Well, I know that with modern medicine, it's very possible to be legally dead but still end up living, and I'm certain that could happen to an extent back in WWII.

But that's not the main point I want to make. I recently read Quicksilver and I noticed that Enoch's red hair color is referred to repeatedly. I never really pait much attention to it in Cryptonomicon, but I realize now it was mentioned then, too.

Of course, the importance of red hair and longitivity will strike you if you've read Time Enough for Love, in which Lazarus Long mentions that both he and the Wandering Jew were redheads. For those of you who aren't familiar with either story, Lazarus Long was a (fluke) result of a selective breeding experiment with a natural lifespan of several hundred years. The Wandering Jew, on the other hand, is a mideval story of a Jew who for some reason or another offended Jesus and was cursed to walk the Earth until His return.

Can anyone confirm the reference in Time Enough for Love?

October 2004 Updates

Tuomas Värjö writes:

Just a little comment on your continuing discussion about Enoch Root in "Cryptonomicon": when Randy receives the first e-mail from root@pallas.eruditorum.org (p. 302 in my Avon paperback)(Pallas of course being a reference to Athena), he seeks information about eruditorum.org and receives the folloving information:

"eruditorum.org (Societas Eruditorum)

followed by a mailing address: a P.O. Box in Leipzig, Germany"

and then, later on the same page:

"Scrolling down, Randy finds:

Record last updated 18-Nov-98.

Record created 1-Mar-90.

The "90" jumps out. That's a prehistoric date by Internet standards. It means that Societas Eruditorum was way ahead of the game.
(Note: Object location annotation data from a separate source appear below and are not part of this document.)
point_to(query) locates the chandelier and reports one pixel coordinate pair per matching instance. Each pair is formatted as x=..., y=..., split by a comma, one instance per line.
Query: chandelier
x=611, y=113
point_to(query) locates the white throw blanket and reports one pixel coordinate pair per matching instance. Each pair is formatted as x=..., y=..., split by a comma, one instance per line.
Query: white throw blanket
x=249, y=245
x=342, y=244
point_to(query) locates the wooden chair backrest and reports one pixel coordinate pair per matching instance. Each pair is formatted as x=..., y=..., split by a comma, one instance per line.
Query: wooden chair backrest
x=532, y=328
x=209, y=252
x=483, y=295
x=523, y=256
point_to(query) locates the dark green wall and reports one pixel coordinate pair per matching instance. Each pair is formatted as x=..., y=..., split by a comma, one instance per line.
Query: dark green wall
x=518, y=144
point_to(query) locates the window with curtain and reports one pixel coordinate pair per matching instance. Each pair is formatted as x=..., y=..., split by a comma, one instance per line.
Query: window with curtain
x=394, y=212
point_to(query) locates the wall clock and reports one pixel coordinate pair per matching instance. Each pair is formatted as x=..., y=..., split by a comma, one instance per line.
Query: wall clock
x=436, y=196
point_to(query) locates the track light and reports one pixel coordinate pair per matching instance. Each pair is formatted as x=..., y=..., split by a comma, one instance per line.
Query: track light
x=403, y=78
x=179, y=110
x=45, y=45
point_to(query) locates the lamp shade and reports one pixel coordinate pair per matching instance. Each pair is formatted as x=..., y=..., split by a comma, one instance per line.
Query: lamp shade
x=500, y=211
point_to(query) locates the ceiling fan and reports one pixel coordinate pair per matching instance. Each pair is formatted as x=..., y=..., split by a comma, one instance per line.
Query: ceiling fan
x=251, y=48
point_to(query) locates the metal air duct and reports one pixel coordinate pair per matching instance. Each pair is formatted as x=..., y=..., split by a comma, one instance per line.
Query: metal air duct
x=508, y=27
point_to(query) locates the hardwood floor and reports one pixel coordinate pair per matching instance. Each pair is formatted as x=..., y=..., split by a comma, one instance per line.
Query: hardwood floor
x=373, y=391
Especially for a group based in Leipzig, which was part of East Germany until about then."

Leipzig, now, just happens to be the town in which Leibnitz was born and where he started his university career. There was even a journal in Leipzig, called the "Acta Eruditorum" (established in 1682), in which Leibnitz published some of his papers.

Lucas O'Bryen supports the angel hypothesis:

I just finished Cryptonomicon and found your page about the Enoch Root death and resurrection. The angel hypothesis seemed to make the most sense to me, considering all the angel/wizard symbolism and references in the book. One thing that I'm surprised no one mentioned is the bit at the end when Andrew Loeb comes back as Gollum. When he approaches Randy, Amy, and Enoch in the cave.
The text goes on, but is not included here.